There isn’t really any good way to fix this problem easily. There’s a negative feed back loop when it comes to lack of representation. Minorities aren’t represented in media, so they stop consuming it which leads to the people who create media to think that they aren’t a viable consumer base. That leads to those people making more media with a lack of representation which feeds the problem.
My solution? Here’s some book recommendations for young adults that has more diverse themes:
- “The Absolutely True Diary of a Part Time Indian” by Sherman Alexie: This book is a coming of age story about Junior, a Native American who struggles growing up on a reservation. It shows from a Native American’s point of view the struggles of living on a ranch and how damaging stereotyping is.
- “It’s Kind of a Funny Story” by Ned Vizzini: This book follows Craig Gilner, who it’s a pretty stereotypical white guy I’ll admit, but it has one of the most realistic depictions of mental illness I’ve ever read.
- “Hunger Games” by Suzanne Collins: The book isn’t as explicit about this, however there is textual evidence that Katniss and some of the other people from the poorer part of District 12 are likely Native American or at least have darker skin. The people from District 11 are African American. It should be noted that the movie has much less representation.
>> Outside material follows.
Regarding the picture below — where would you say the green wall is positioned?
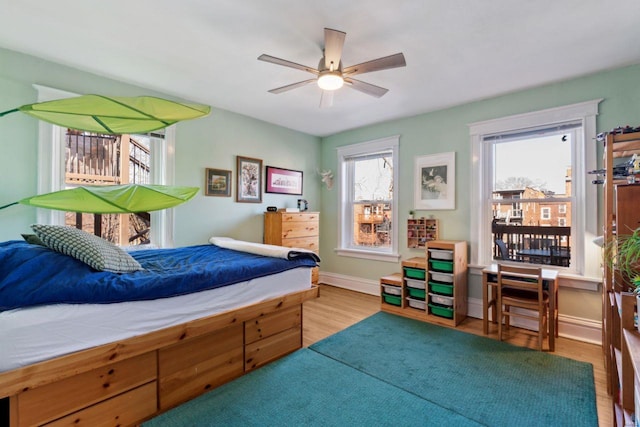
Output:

- “Harry Potter and the Sorcerer’s Stone” by JK Rowling: This makes the list for a few reasons. A psychology study found that people who read Rowling’s series are actually more tolerant to minority populations. In addition, a recent theater production about the Harry Potter universe featured a black woman cast as Hermione. JK Rowling and fans defended it using canon, which only states that Hermione has incredibly curly hair.
It was hard for me to think of even these four book recommendations. If the books being read in schools or for pleasure by children have such little representation of the population as a whole, how can we expect every student to enjoy reading?